- Release: October 17, 2009; 16 years ago (Doom 3 mod) October 8, 2013; 12 years ago (standalone game) May 27, 2018; 8 years ago (native 64-bit)
- Stable release: 2.14 / March 20, 2026; 4 months ago
- Engine: id Tech 4
- Platform: Microsoft Windows, Linux, macOS
- Type: Stealth
- License: Both GPLv3 and revised BSD license (code) ; various (additional software libraries); CC BY-NC-SA (assets); property of respective author (missions);
- Website: thedarkmod.com

= The Dark Mod =

Open source stealth video game

The Dark Mod is a free and open-source software first-person stealth video game, inspired by the Thief series by Looking Glass Studios. The game provides the basic framework and tools (engine, assets, models, and editor) for more than 190 fan-made missions, including several multi-mission campaigns. The Dark Mod was founded by David Massey and first released in 2009 as a total conversion mod for Doom 3. Version 2.0 was released in October 2013 as a standalone game using the open-source id Tech 4 game engine.

== Gameplay ==
The Dark Mod takes place in a classic gothic steampunk world. This includes a crossover of elements of fantasy, the Late Middle Ages, the Victorian era and the Industrial Revolution. Although set in a very similar world to that of the original Thief series, the mod does not use any of the original Thief intellectual property.

The player is an agile thief in a hostile world. He has to use his equipment and the environment to avoid guards, traps, creatures or other threats. His equipment includes a blackjack, water arrows, holy water, flashbombs, mines, and more. Since the player has only a limited fighting capability, he is supposed to sneak and hide in dark, mostly avoiding combat. The plot and mission goals are set by the author of the fan mission or campaign.

Gameplay from 2024 map The Imperial Sword

== Development ==
The Dark Mod was originally released as a total conversion modification for Doom 3, but with the release of version 2.0 it became completely standalone on the id Tech 4 game engine.

The mod was originally developed as a toolkit. It includes models, sounds, AI, art, tools, and a specialised editor for users to create custom missions. The development of the mod started in 2004, and the first Beta was released in 2008, along with its first mission. In October 2009, v 1.0 was released. In October 2013 version 2.0 was released as a standalone game that included two missions created by the development team.

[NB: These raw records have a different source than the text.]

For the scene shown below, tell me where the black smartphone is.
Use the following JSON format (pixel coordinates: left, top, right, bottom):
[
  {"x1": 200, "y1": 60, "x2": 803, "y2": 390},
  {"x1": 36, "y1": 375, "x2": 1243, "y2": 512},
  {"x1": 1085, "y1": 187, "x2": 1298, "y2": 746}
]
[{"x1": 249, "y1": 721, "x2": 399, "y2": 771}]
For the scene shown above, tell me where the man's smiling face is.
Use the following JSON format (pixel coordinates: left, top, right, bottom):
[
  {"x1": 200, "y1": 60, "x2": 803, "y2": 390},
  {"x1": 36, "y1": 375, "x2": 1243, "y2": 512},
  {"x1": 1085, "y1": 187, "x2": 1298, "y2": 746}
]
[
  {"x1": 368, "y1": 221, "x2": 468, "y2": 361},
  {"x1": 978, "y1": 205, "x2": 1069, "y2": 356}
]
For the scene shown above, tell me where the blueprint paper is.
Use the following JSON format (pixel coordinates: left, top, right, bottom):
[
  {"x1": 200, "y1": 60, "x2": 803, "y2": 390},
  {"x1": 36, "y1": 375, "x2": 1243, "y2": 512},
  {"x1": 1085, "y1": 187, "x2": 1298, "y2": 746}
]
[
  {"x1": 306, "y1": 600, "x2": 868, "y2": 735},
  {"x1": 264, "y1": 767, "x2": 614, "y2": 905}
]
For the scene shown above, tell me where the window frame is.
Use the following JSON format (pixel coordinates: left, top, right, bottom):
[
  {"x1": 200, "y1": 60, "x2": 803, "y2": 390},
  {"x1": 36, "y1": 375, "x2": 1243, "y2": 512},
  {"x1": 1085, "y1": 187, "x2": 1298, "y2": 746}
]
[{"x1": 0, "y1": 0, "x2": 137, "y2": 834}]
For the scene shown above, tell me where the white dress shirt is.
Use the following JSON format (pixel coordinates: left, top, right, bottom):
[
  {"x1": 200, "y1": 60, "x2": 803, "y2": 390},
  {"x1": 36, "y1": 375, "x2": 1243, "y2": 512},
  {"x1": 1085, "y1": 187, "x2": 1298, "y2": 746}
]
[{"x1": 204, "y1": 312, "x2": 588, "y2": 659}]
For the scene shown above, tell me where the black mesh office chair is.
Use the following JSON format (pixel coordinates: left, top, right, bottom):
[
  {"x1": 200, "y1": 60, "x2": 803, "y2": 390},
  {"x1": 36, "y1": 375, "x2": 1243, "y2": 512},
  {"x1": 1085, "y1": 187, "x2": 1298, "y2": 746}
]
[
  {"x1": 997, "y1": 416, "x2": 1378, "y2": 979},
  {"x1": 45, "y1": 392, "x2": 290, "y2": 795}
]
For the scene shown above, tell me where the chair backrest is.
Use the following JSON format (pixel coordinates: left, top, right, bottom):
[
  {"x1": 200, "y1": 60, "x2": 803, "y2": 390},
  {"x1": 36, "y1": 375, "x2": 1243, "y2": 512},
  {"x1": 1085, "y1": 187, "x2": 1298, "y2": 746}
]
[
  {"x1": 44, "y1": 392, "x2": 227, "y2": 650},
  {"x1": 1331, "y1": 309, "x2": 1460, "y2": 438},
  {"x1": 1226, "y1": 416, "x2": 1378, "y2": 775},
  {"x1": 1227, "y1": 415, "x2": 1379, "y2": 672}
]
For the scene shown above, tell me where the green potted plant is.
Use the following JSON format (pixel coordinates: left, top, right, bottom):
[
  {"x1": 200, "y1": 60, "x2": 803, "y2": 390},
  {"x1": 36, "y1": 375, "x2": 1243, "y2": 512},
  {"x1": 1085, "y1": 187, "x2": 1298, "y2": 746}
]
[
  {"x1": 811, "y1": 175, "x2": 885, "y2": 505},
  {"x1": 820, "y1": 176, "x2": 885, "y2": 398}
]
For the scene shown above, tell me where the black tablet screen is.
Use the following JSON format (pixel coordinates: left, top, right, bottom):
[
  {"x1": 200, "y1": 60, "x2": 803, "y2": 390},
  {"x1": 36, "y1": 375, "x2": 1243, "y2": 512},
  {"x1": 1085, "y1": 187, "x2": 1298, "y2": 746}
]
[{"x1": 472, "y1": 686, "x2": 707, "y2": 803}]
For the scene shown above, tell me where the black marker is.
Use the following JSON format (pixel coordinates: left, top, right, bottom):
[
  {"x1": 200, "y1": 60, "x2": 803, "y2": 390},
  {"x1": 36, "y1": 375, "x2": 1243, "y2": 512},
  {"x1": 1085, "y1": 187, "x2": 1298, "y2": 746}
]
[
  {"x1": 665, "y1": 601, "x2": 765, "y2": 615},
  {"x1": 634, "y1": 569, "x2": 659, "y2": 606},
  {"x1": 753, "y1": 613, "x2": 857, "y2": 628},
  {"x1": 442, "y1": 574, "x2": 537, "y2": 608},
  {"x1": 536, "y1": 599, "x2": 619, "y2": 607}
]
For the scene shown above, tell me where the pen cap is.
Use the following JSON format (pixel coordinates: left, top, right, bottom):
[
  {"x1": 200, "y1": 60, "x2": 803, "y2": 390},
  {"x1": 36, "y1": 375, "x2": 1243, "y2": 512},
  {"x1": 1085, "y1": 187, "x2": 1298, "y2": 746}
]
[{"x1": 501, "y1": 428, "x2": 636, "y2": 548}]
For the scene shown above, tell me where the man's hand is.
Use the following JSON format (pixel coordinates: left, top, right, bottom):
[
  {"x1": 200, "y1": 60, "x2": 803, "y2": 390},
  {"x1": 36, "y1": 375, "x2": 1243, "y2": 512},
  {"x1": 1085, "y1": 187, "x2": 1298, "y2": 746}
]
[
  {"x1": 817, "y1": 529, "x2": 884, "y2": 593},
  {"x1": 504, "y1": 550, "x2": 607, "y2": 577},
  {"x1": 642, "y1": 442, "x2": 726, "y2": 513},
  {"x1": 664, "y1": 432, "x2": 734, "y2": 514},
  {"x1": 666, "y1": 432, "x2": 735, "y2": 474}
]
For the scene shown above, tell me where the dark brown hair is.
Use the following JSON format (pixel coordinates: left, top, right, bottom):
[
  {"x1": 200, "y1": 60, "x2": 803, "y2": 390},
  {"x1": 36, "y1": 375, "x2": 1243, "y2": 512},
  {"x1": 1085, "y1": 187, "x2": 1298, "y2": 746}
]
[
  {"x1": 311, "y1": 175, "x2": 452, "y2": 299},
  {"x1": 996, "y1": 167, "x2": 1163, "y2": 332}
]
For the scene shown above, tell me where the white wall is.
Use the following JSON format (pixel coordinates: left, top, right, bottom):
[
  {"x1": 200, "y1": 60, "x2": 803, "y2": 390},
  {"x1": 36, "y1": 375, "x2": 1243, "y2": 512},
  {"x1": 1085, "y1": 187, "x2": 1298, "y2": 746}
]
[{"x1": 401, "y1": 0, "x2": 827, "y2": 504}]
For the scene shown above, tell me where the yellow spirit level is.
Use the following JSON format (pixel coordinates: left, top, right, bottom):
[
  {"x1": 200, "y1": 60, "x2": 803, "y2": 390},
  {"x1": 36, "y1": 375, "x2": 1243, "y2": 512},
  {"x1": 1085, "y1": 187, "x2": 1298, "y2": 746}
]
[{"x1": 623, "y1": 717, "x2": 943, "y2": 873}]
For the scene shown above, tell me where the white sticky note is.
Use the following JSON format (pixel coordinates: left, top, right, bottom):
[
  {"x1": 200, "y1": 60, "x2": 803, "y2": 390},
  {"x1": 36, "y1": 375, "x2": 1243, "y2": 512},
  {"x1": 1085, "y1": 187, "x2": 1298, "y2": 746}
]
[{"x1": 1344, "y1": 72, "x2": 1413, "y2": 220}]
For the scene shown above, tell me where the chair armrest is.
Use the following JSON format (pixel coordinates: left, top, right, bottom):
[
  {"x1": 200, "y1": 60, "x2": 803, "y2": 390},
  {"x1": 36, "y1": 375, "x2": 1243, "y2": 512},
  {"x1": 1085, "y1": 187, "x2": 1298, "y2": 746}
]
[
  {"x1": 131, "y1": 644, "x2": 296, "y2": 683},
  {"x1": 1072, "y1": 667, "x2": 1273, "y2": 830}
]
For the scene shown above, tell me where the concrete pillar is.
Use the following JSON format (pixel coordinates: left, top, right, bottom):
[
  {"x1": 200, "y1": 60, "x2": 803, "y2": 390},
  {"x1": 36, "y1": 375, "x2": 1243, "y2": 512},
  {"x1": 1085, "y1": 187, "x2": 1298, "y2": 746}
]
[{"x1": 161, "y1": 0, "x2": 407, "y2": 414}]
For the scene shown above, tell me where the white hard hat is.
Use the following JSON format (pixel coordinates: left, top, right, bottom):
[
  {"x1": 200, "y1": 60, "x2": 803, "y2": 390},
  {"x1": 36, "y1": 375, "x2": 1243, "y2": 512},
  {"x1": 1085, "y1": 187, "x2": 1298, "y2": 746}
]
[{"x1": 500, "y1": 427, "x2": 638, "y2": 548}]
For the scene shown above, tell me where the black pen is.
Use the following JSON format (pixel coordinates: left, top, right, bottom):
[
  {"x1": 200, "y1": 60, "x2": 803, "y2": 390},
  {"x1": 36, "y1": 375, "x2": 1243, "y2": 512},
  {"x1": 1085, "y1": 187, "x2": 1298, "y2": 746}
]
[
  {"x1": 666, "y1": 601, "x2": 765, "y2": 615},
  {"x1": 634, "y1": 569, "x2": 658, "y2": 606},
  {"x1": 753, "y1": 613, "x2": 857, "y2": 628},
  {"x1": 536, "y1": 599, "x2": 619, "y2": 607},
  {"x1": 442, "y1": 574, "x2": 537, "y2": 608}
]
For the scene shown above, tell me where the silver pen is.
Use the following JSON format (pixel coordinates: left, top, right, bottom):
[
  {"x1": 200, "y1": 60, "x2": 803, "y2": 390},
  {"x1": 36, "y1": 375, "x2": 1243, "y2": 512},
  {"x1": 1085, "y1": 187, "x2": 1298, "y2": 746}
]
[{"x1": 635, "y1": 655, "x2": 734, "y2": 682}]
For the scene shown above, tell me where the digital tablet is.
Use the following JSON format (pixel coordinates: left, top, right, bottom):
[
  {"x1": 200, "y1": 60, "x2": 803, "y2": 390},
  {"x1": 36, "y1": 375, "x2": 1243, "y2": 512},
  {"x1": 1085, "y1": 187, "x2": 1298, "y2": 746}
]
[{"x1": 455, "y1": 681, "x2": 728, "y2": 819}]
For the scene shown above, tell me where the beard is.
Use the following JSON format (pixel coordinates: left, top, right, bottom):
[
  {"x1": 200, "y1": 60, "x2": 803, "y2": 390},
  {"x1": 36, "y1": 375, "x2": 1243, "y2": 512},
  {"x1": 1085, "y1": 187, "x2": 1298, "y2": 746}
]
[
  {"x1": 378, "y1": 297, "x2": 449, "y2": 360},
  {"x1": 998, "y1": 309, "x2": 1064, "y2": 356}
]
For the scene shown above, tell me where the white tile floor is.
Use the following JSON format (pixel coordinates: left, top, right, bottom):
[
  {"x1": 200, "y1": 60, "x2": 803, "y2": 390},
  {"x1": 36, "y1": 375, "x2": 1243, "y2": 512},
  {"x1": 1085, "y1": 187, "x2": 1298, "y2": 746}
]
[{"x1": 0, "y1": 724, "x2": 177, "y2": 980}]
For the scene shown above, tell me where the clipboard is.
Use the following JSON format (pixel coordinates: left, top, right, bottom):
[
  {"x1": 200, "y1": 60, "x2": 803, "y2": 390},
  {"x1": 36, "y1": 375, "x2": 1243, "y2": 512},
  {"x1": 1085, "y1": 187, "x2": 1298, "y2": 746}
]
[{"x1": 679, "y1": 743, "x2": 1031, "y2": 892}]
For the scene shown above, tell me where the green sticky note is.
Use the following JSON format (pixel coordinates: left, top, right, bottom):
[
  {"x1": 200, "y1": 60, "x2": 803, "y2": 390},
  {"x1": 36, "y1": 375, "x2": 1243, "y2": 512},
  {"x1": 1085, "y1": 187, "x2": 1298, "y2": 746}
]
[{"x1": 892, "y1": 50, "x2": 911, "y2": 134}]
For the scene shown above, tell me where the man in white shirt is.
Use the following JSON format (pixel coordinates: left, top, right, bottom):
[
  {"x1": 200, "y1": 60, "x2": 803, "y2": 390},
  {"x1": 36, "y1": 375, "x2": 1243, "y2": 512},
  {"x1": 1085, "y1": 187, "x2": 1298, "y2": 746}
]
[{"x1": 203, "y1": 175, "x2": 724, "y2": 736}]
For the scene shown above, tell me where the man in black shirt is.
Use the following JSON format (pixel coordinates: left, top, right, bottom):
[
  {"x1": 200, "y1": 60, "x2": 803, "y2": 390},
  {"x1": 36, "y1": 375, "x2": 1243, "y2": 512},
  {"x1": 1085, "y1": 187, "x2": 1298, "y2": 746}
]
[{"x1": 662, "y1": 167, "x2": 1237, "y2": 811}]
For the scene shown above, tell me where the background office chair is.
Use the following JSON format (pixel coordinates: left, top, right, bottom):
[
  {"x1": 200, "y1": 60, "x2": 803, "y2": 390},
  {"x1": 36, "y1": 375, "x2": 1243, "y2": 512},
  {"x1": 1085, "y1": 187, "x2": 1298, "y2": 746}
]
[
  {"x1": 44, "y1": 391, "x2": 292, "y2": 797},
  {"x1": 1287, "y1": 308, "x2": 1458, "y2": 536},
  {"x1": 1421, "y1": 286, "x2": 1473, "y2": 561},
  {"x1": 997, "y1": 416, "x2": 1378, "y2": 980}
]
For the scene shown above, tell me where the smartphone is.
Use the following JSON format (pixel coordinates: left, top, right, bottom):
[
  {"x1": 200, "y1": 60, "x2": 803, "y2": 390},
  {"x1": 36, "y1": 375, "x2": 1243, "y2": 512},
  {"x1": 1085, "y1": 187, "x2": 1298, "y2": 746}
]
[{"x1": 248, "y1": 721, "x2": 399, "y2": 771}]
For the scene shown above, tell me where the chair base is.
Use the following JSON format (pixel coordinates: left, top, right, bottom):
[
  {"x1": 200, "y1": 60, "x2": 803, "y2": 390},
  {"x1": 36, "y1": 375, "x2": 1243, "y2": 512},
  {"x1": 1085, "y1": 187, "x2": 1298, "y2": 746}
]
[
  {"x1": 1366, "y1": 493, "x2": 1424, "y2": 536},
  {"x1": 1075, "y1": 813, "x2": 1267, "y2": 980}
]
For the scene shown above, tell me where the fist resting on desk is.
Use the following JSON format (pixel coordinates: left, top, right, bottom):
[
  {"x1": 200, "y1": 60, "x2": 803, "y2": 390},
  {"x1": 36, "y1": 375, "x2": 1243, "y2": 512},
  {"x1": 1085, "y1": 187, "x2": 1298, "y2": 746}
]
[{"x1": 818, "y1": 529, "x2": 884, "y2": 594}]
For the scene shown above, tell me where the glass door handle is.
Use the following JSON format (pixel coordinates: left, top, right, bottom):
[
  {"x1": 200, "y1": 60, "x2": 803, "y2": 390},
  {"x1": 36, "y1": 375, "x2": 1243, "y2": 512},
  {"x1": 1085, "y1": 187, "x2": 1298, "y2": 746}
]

The Dark Mod 2.06 includes code from the dhewm3 fork of the id Tech 4 game engine that was ported to 64-bit, etc.

== Licenses ==
The game's source code is licensed under both the GNU General Public License 3 and the revised BSD license. Additional software libraries are released under various licenses. The missions are property of the respective authors. Many non-software components are released under the Creative Commons BY-NC-SA.

== Reception ==
The Dark Mod has been featured and reviewed by a number of major game magazines, websites and blogs. Examples include the Dutch magazine PC Game Play, the blog Kotaku, the British magazine PC Gamer, the German magazines PC Games and GameStar, as well as the British gaming website Rock, Paper, Shotgun.

After going standalone the project received additional substantial coverage from Destructoid and Joystiq.

The Dark Mod won PC Gamer UK's Game of the Year award (mod category) for 2013, and has been distributed on several magazine cover DVDs. In 2014 The Dark Mod was named by PCGamer among the "Ten top fan remade classics you can play for free right now".
In 2016, The Dark Mod was ranked as #2 in "The 50 best free PC games" list by PC Gamer. The Dark Mod was also ranked in the top ten open source video games by The Gamer.